The "SD" tracks express a metric as standard deviations from the mean of the metric across a given input fasta element.  The values are integers representing 0.1 sigma, i.e., a value of -21 means 2.1 standard deviations below the mean.

Many of these tracks were primarily of use in developing Pilon's heuristics for making calls and identifying regions of possible misassembly; they may be removed in a future release.

3.2.4: Pilon Fasta

The pilon fasta file contains a version of the assembly in which errors are fixed as specified by the --fix option. Pilon renames the sequence headers by appending "_pilon" to each record name. The name of the file is 'pilon.fasta' unless the user specified an --output parameter.
3.2.5: Pilon Changes

If run with the "--changes" argument, Pilon produces a file containing a space-delimited record of every change made in the assembly as instructed by the --fix option.
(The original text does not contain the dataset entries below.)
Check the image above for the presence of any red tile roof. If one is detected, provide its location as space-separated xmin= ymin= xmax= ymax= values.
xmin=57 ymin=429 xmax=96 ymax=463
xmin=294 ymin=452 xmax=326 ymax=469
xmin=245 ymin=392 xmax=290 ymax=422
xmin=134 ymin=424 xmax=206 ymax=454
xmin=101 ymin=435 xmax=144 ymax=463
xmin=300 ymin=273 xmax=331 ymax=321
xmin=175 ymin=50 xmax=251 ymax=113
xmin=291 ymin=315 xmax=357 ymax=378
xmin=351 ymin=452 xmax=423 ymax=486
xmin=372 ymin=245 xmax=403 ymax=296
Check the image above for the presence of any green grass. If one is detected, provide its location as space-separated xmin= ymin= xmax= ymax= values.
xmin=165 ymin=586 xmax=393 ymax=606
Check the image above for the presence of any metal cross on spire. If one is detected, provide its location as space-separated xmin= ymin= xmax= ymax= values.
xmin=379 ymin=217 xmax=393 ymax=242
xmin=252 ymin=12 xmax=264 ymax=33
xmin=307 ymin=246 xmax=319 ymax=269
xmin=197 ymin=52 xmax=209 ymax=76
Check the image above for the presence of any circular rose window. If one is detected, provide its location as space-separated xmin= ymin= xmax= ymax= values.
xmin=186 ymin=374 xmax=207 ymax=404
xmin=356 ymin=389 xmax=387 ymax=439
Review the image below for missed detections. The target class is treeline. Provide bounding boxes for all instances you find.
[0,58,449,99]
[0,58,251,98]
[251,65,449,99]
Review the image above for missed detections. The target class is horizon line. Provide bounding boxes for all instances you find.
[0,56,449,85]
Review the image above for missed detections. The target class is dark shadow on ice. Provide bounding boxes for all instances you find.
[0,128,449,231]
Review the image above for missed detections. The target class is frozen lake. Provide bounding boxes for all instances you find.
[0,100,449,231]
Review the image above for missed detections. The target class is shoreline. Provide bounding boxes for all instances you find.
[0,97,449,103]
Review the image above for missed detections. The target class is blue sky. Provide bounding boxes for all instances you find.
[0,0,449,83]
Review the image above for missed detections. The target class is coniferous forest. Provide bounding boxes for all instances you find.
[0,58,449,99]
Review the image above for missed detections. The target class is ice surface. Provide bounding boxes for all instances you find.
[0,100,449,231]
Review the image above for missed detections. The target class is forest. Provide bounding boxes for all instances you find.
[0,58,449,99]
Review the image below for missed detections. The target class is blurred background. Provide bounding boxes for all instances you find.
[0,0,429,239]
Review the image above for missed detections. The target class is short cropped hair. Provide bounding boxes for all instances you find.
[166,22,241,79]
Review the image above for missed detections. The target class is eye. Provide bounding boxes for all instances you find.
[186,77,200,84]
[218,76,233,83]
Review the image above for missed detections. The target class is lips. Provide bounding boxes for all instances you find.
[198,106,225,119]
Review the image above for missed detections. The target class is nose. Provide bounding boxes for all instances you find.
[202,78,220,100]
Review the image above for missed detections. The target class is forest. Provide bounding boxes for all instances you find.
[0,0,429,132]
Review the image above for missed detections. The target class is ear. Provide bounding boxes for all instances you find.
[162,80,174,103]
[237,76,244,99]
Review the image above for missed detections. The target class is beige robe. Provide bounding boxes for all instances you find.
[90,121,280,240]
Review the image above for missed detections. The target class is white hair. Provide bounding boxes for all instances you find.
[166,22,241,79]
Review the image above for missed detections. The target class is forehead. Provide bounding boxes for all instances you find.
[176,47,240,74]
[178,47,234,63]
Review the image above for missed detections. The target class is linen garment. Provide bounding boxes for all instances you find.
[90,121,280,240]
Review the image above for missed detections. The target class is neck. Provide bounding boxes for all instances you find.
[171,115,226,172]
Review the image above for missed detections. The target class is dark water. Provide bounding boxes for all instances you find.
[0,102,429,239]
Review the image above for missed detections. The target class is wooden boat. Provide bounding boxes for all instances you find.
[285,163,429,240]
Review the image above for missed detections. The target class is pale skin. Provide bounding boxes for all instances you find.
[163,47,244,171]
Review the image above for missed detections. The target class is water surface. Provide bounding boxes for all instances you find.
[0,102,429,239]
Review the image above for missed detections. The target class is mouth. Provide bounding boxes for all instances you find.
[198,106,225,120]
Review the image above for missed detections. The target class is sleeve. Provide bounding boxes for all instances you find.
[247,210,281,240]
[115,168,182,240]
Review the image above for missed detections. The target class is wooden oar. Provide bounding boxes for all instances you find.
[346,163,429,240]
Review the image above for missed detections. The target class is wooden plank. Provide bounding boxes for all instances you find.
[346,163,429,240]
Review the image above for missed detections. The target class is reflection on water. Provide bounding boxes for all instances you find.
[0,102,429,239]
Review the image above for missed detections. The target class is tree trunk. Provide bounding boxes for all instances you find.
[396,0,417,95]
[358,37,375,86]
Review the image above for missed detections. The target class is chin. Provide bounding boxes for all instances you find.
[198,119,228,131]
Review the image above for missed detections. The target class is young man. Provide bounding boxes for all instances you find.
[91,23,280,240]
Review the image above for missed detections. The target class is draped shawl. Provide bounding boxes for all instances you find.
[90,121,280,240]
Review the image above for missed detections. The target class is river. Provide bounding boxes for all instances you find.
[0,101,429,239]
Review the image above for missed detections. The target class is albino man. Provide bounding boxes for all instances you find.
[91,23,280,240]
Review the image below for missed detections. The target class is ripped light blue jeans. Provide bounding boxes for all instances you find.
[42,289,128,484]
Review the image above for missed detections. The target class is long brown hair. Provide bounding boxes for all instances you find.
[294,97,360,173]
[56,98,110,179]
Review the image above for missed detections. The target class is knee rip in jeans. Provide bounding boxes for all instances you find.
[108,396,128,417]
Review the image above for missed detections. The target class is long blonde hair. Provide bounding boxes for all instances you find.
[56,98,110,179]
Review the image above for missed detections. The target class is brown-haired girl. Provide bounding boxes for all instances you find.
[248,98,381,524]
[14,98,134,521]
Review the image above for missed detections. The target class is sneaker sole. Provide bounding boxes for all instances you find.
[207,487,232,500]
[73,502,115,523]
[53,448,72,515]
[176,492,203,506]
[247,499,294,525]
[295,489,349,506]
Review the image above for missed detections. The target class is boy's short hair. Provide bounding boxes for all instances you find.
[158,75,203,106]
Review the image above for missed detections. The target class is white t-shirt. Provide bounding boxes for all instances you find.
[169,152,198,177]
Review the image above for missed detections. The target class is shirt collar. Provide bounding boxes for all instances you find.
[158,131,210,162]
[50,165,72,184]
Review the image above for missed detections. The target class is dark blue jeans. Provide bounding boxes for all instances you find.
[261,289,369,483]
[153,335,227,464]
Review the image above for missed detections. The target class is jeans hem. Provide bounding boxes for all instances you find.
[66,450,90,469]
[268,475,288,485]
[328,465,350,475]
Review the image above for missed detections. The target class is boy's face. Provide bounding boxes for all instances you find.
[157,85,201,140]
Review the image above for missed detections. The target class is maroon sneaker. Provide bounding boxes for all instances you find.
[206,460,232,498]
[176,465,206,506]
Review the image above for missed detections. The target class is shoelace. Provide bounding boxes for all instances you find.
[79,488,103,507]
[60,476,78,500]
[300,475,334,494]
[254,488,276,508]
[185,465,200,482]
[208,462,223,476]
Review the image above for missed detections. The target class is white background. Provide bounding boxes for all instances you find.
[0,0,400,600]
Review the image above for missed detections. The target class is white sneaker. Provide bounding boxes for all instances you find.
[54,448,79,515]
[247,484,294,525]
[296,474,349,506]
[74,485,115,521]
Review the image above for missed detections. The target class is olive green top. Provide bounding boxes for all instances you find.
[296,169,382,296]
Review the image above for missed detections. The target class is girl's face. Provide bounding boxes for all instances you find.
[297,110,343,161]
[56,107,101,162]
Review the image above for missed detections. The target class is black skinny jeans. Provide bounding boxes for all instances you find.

The format for the file is as follows:

<Original Scaffold Coordinate> <New Scaffold Coordinate> <Original Sequence> <New Sequence>

These headers are further described in the table below

Header Description Example
Original Scaffold Coordinate The coordinate of sequence in the original fasta that was flagged by pilon for a change scaffold00003:690754
New Scaffold Coordinate The coordinate of the changed sequence in the pilon fasta file scaffold00003_pilon:690809-690853
Original Sequence The sequence in the original fasta file that was flagged by pilon for a change . (pilon uses a period to indicate that no sequence was removed)
New Sequence The sequence in the pilon fasta file that was inserted or deleted by pilon to fix the assembly GGCCAGTCCACAACAAGGCAAACATACCAACGCCCACGGCTATCT

Using the examples in the table above, a pilon change file record would appear as follows:

scaffold00003:690754 scaffold00003_pilon:690809-690853 . GGCCAGTCCACAACAAGGCAAACATACCAACGCCCACGGCTATCT

In this case, pilon did not remove any sequence from the position 690754 in scaffold 3 of the original assembly, but instead inserted 45 bases and wrote the output to the pilon fasta file at position 690809-690853 in scaffold 3.

3.2.6: How Pilon Identifies Bad Locations and Regions

Pilon determines which regions may contain contiguity breaks requiring local reassembly by looking for the following motifs:

  • "V-dips," or locations where coverage drops significantly as compared to flanking regions
  • General low coverage
  • Large percentage of soft-clipped alignments at a specific locus
  • A high percentage of invalid pairs
Note that multiple such events in close proximity (~200bp) will be treated as a single suspect region.